[Delfador]

If I have a simple molecule like H₂⁺, what's the right way to calculate its dissociation energy (making an estimate)?

The electron energy of the hydrogen atom is 13.6 eV, of H₂⁺ it's 30.0 eV, somehow subtracting two times the electron energy of hydrogen gives you the dissociation energy: 30.0 eV - 2*(13.6 eV) = 2.8 eV.

Why is this possible? Why subtracting two times?

[Mitch]

I'm not sure. But, since the DE to split H₂ is 4.5 at least the DE to split H₂⁺ makes sense that it is lower, almost by half.

[mjc123]

Where do you get your figures from? Subtracting twice the energy of the H atom seems to make no physical sense.

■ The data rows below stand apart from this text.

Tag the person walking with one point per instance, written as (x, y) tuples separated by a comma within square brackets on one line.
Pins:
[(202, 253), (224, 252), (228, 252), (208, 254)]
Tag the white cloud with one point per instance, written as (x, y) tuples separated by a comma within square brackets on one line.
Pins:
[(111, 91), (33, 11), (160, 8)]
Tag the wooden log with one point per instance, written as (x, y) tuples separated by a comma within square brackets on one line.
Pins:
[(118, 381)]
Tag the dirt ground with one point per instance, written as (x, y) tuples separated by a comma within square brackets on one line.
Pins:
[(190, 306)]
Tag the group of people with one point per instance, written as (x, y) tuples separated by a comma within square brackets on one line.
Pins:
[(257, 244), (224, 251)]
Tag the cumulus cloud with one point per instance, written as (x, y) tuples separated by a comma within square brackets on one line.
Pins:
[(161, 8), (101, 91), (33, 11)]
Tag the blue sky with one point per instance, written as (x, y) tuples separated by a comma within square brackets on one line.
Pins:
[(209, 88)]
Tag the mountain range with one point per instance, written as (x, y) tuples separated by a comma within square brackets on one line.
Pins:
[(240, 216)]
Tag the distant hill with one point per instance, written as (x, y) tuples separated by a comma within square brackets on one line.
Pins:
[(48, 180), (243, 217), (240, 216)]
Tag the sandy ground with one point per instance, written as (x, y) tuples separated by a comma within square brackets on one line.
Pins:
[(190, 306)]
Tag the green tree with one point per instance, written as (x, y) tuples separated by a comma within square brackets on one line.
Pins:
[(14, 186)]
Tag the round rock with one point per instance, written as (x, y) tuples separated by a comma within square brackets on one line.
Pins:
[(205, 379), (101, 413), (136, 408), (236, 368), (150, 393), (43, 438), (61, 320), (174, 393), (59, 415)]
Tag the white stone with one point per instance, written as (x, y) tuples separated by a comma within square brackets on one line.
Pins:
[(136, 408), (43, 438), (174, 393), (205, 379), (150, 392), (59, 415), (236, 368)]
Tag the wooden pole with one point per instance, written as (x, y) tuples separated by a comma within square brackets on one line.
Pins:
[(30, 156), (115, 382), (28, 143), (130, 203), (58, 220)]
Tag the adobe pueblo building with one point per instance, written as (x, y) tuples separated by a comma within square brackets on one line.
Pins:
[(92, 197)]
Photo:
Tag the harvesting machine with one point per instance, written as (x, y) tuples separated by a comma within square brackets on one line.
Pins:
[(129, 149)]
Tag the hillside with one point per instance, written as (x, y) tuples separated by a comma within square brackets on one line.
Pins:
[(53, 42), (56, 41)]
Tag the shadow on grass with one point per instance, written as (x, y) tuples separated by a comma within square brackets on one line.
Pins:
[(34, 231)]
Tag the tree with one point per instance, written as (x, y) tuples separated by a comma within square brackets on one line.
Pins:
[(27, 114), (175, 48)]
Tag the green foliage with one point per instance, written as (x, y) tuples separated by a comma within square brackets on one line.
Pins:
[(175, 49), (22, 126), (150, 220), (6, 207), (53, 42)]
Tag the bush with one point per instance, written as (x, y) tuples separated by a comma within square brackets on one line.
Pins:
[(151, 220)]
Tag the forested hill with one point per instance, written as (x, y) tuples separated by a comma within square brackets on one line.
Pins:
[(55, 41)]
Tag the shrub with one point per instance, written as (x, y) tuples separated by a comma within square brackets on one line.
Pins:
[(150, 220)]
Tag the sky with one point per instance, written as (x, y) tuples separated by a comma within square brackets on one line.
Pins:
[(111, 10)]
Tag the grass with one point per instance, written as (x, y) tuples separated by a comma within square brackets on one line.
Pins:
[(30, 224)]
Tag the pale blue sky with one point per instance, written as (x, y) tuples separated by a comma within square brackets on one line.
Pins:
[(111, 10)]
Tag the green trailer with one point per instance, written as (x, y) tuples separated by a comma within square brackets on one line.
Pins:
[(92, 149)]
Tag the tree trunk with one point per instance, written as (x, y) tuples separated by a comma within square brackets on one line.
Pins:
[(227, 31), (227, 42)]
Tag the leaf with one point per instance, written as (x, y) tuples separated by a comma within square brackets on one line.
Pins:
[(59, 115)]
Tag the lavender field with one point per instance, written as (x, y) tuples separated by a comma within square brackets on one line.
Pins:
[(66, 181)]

From Wikipedia (not infallible, I know) I get "The ionization energy of the hydrogen molecule is 15.603 eV. The dissociation energy of the ion is 1.8 eV." (Article on Dihydrogen cation). But is this right? From http://www.millsian.com/summarytables/SummaryTables022709S.pdf I find
H₂ bond energy 4.487 eV
H₂⁺ bond energy 2.651
H₂ ionisation energy 15.426
H₂⁺ ionisation energy 16.250
H₂ total energy 31.675

Your figure of 30 eV seems to be perhaps an approximation of the total energy of the two electrons of H₂. Subtracting from this twice the ionisation energy of the H atom should give you (by a Hess's law cycle) the dissociation energy of H₂.

By a similar cycle, DE(H₂⁺) = IE(H₂⁺) - IE(H).